There are three possibilities:
-
When the first occurrence of the new longer suffix is also the first occurrence previous shorter suffix, the end of the label that we just matched is also the start of the shorter suffix that we remembered. So we can just compare two offsets and we’re done.
-
Otherwise, the longer suffix might occur in a compressed name. If so, it will be followed by a compression pointer that refers to the previous shorter suffix. We remembered the offset of the previous suffix which tells us what this compression pointer looks like, so we can just check two bytes and we’re done.
-
The final possibility is that the new suffix occurs in an uncompressed name. (Not all names in a DNS message can be compressed.) Sadly in this case we have to compare the rest of the suffix in full.
summary
This DNS name compression algorithm is built out of compression offsets; it doesn’t just produce them as a result. We get some crucial advantages by using offsets this way:
-
They are only 16 bits, so the data structure can be really small;
-
We don’t need redundant copies of names, because we find the ones we care about in the message using our compression offsets;
-
In many cases we can shortcut name comparisons because we know the offset in the message of the rest of the name.
code size
The commit that implements this DNS name compression algorithm in BIND deletes 623 lines of code and adds 375.

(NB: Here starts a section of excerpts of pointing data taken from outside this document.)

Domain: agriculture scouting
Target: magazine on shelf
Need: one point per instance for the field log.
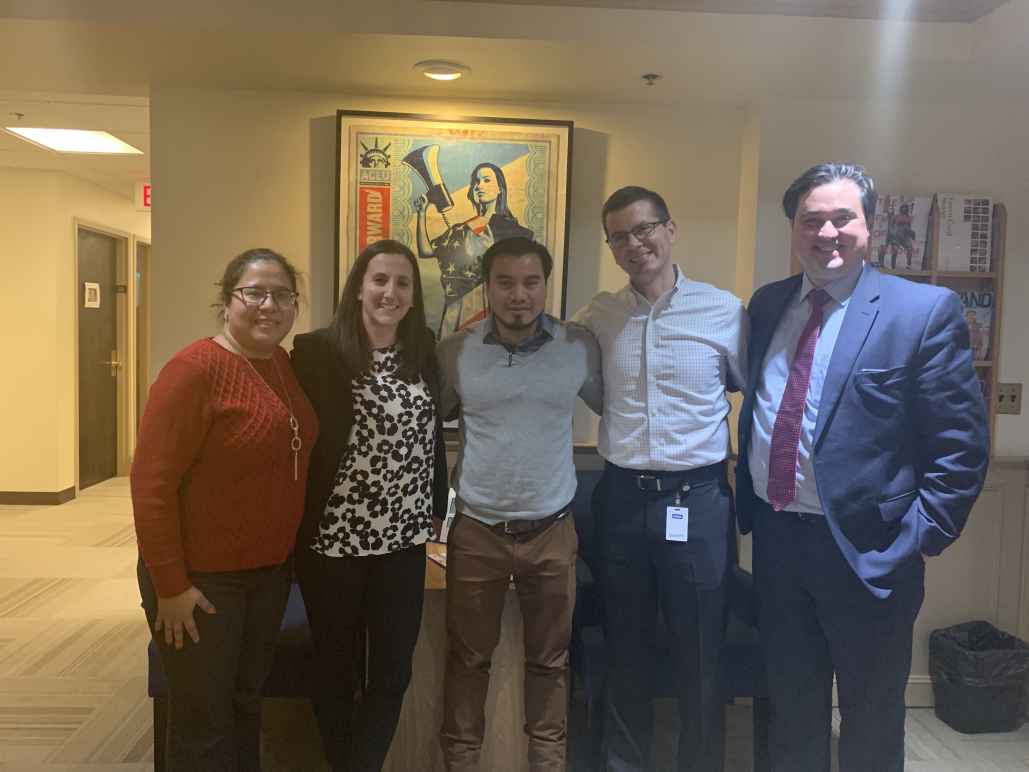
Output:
(979, 314)
(899, 233)
(964, 232)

That does not include my tolower()
work, which deletes 496 lines and
adds 418.
(Not counting test and benchmark code, of which there is more!)
microbenchmarks
I have a small benchmark that compresses a list of DNS names into a series of 4KiB messages. I have been running it with a couple of data sets:
-
a list of the top 50,000 domains, which are all different
-
all the domain names in the root zone, which has a lot of repetition
Here are some times to run the benchmarks:
top-50k root
old code 102ms 28ms
new code 36ms 16ms
system performance
I added benchmark jobs for my compression branch to ISC’s BIND performance lab. The numbers are rather noisy, but roughly:
auth rec root
old code 965 kqps 986 kqps 459 kqps
new code 992 kqps 991 kqps 449 kqps
conclusion
In some tests this targeted optimization provided multiple percentage point performance improvement in whole system performance. I’m mildly disappointed not to be fastest across the board, but the old compression code was specifically tuned for root servers.